In the past year, Cinetic Automation has completed programs to build a gasoline engine assembly line for the Chevrolet Volt, Model S battery assembly for Tesla Motors, and 7.62 mm bullet assembly for the U.S. Department of Defense. But the company's bread and butter come from powertrains. Besides the big three U.S. automakers, customers include a long list of manufacturers around the world, such as Toyota, Volvo, Fiat, Honda, Hyundai, Caterpillar, John Deere and Paccar, just to name a few.

The 100,000-mile warranties that have become common for powertrains have forced increased automation, Radley says, with a typical turnkey engine/transmission assembly line costing $20 million to $50 million. "The controls engineering teams from these customers demand cutting-edge technology, and we provide that," he says. "For years, we have been providing safety PACs, Ethernet-based fieldbus, machine vision, safety over fieldbus, robotics, etc."

The assembly requirements are strict, Radley says, and equipment is pretty controls-heavy. "There's a ton of machine vision, a ton of robotics, and industrial Ethernet is pretty ubiquitous."

Safety has become huge, Radley notes, pointing to a shift from PLCs to safety PACs. "The same PAC that's doing the control is also handling the fail/safe portion," he says. "We even do quite a bit of safety over industrial Ethernet, with Profisafe or EtherNet/IP safe."

As with other industries, there's been increasing call for more flexible machines, to enable tasks to be dynamically redesigned among machines. "GM Powertrain worldwide standardized on a new platform called eFACS (Flexible Automation Configuration System), which allows dynamic process mapping from a single console," Radley cites as an example. "The goal would be when a future engine model or transmission model is designed, they could retool the existing lines quickly, cheaply, and without much effort to run new models."

The use of machine vision has grown tremendously, Radley says, with more than half of the processes now equipped with cameras. Vision is typically used for error-proofing, reading 2D barcodes, and robotic guidance.

Fixed 2D and 1D readers, and handheld scanners have become integral to a manufacturing industry that demands traceability down to the bolt level. This is driven by recalls and warranties — carmakers want to know, in the case of a recall, exactly who was responsible for the part. "They report every single piece of variable process data up to the server-level systems," Radley says.

Cinetic Automation's equipment ranges from fully automatic to fully manual. On stations where operators are required to be present, unique logins let manufacturers identify even which operator worked on a specific part or subcomponent, Radley adds. "There's a full build history in terms of variable process data."

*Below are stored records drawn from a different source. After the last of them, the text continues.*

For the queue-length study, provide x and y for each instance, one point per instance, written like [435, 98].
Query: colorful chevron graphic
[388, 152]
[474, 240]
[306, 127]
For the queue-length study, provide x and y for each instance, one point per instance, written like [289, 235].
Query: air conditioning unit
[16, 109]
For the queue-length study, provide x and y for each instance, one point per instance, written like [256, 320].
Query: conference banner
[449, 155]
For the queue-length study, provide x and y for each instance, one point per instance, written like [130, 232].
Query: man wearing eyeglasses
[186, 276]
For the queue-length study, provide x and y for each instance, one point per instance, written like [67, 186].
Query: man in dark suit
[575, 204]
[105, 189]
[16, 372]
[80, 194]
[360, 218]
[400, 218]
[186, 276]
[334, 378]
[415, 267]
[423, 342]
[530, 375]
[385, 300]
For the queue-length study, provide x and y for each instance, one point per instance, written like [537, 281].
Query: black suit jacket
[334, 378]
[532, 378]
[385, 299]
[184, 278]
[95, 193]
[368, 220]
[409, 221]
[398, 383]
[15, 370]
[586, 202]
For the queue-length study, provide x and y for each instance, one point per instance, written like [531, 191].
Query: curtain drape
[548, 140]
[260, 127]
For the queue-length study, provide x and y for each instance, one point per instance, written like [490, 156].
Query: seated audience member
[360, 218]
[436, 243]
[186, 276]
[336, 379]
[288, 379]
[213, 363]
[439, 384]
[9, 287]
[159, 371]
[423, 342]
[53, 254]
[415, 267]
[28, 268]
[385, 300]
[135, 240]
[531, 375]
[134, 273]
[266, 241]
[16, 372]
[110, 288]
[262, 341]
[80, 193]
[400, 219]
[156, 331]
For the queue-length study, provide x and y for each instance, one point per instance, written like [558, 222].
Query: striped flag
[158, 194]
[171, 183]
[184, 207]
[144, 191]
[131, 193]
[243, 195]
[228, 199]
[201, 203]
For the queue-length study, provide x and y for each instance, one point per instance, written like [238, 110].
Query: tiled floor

This kind of data collection requires a high level of communication between machines, and Cinetic Automation's three main customers all use industrial Ethernet. Radley even expects to see wireless networking make an appearance in powertrain assembly before too long. "I think we'll see it first on some special applications — probably robotic end-of-arm tools," he says. "Our customers have been pretty reluctant, but maybe in next 10 years we'll start to see wireless." With a car engine being made every 30 seconds, any amount of downtime in automotive production is extremely costly. "They need to be comfortable that the technology's been out there; that it's been battlefield-proven long enough."